The top six teams (for men and women) at the 2018 Pan American Championships, the top placed team from the Caribbean, Central America, South America and North America (not already qualified), and the top team not qualified as of the May 2019 world rankings each qualified a team. As stated earlier, Peru also qualified a team in each event. The last 6 spots were awarded to individuals, with a maximum of two per nation.
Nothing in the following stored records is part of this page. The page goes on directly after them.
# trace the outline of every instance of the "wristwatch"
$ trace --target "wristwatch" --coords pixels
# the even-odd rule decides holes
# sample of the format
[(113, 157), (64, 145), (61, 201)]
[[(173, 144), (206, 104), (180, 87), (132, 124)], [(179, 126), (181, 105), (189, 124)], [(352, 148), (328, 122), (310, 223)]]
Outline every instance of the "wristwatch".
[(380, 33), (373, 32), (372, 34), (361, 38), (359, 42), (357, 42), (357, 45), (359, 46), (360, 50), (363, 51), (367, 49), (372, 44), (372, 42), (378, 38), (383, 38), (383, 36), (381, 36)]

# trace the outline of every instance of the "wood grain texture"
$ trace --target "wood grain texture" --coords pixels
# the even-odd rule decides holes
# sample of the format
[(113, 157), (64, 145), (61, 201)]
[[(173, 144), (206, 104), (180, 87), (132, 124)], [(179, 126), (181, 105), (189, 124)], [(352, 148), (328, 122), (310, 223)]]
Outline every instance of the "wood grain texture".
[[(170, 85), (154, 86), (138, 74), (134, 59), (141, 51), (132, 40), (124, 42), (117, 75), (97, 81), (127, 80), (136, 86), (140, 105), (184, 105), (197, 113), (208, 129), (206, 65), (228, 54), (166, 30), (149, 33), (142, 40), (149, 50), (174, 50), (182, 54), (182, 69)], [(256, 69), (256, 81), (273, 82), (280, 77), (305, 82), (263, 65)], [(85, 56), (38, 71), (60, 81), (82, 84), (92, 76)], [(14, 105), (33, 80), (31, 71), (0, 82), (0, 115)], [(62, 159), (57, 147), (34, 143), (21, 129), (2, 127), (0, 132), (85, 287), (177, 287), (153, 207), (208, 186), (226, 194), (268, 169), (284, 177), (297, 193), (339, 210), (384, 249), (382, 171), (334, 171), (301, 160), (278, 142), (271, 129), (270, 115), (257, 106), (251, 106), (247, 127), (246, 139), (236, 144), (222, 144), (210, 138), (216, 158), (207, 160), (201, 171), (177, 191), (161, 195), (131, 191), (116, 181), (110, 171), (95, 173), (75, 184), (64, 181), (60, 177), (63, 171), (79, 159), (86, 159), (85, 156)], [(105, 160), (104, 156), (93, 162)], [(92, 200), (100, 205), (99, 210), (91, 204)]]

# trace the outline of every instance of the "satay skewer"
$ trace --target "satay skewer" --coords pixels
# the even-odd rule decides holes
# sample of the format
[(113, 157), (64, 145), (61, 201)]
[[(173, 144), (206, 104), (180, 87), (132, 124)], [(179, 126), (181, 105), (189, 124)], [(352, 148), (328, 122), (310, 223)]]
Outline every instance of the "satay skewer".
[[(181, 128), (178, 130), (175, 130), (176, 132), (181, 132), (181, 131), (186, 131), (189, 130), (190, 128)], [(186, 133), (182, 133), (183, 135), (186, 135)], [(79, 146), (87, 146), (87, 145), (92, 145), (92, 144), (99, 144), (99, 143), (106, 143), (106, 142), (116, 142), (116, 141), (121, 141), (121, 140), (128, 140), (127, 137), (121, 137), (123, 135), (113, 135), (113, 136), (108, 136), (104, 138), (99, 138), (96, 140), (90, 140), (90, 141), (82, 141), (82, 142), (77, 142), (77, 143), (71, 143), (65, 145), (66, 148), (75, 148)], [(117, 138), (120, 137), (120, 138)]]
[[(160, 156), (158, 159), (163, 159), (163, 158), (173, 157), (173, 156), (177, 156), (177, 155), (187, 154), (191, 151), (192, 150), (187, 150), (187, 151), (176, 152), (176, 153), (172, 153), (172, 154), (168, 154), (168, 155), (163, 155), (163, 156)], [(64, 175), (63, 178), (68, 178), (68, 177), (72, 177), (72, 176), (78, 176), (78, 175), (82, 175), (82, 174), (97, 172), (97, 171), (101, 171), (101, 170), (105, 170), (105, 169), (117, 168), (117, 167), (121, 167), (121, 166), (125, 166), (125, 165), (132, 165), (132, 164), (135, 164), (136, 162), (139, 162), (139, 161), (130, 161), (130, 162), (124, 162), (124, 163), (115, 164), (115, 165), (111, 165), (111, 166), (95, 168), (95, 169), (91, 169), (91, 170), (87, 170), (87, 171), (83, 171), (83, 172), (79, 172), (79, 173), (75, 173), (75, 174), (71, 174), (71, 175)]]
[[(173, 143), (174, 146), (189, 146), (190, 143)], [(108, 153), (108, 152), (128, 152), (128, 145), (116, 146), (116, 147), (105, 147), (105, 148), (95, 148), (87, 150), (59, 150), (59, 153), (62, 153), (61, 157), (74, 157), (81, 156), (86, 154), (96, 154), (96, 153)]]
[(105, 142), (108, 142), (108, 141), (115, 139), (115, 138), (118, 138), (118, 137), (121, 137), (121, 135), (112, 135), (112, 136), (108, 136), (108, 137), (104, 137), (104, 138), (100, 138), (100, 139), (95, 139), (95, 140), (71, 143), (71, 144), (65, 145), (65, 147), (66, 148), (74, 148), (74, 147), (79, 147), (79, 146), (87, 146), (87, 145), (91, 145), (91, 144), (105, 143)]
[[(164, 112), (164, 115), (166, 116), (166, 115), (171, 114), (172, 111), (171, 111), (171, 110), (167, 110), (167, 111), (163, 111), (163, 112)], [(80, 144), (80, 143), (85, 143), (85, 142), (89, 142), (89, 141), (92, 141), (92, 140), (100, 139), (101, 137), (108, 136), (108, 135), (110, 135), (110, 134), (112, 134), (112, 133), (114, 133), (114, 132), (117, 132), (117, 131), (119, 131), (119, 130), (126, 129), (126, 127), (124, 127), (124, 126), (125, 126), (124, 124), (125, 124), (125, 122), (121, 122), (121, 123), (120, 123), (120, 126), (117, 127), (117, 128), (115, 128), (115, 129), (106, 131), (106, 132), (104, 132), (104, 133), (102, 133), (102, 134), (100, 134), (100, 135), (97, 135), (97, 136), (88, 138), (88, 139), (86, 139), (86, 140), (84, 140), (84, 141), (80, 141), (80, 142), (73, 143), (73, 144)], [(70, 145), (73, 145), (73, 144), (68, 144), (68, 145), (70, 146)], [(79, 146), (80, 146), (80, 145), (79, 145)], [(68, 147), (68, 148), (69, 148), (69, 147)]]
==Qualification timeline==

| Event | Date | Venue |
|---|---|---|
| Pan American Championships | November 20–25 | CHI Santiago |
| 2019 Caribbean Championships | March 24–25 | GUY Georgetown |
| 2019 Central American Championships | April 2–6 | GUA Guatemala City |
| 2019 South American Championships | April 2–7 | ARG Buenos Aires |
| North American Selection | — | — |
| World team ranking | May 1, 2019 | — |
| 2019 Qualification Tournament | May 24–25 | GUA Guatemala City |

==Qualification summary==

| NOC | Men |  | Women |  | Total |
| Individual | Team | Individual | Team |
| Argentina | 3 | X | 3 | X | 6 |
| Brazil | 3 | X | 3 | X | 6 |
| Canada | 3 | X | 3 | X | 6 |
| Chile | 3 | X | 3 | X | 6 |
| Colombia | 1 |  | 3 | X | 4 |
| Cuba | 3 | X | 3 | X | 6 |
| Dominican Republic | 3 | X | 3 | X | 6 |
| Ecuador | 3 | X | 2 |  | 5 |
| Guatemala | 2 |  | 3 | X | 5 |
| Guyana |  |  | 1 |  | 1 |
| Honduras | 1 |  |  |  | 1 |
| Mexico | 3 | X | 3 | X | 6 |
| Paraguay | 3 | X | 1 |  | 4 |
| Peru | 3 | X | 3 | X | 6 |
| Puerto Rico | 3 | X | 3 | X | 6 |
| Trinidad and Tobago |  |  | 1 |  | 1 |
| United States | 3 | X | 3 | X | 6 |
| Venezuela | 2 |  | 1 |  | 3 |
| Total: 18 NOCs | 42 | 12 | 42 | 12 | 84 |

==Men==

| Competition/Ranking | Athletes per NOC | Total | Qualified |
|---|---|---|---|
| Host Nation | 3 | 3 | Peru |
| Pan American Championships | 3 | 18 | Brazil Chile Paraguay United States Argentina Cuba |
| Caribbean | 3 | 3 | Puerto Rico |
| Central America | 3 | 3 | Mexico |
| South America | 3 | 3 | Ecuador |
| North America | 3 | 3 | Canada |
| World team ranking | 3 | 3 | Dominican Republic |
| Individuals | 1 | 6 | Jose You (HON) Julien Ramos (COL) Hector Gatica (GUA) Cecilio Correa (VEN) Heber Moscoso (GUA) Marco Navas (VEN) |
| TOTAL |  | 42 |  |

==Women==

| Competition/Ranking | Athletes per NOC | Total | Qualified |
|---|---|---|---|
| Host Nation | 3 | 3 | Peru |
| Pan American Championships | 3 | 18 | Brazil Canada Cuba United States Argentina Puerto Rico |
| Caribbean | 3 | 3 | Dominican Republic |
| Central America | 3 | 3 | Guatemala |
| South America | 3 | 3 | Colombia |
| North America | 3 | 3 | — |
| World team ranking | 3 | 6 | Chile Mexico |
| Individuals | 1 | 6 | Mylena Plaza (ECU) Nathaly Paredes (ECU) Chelsea Edghill (GUY) Neridee Nino (VEN) Rheann Chung (TRI) Layla Gomez (PAR) |
| TOTAL |  | 42 |  |

- No North American selection occurred, as both Canada and the USA already qualified.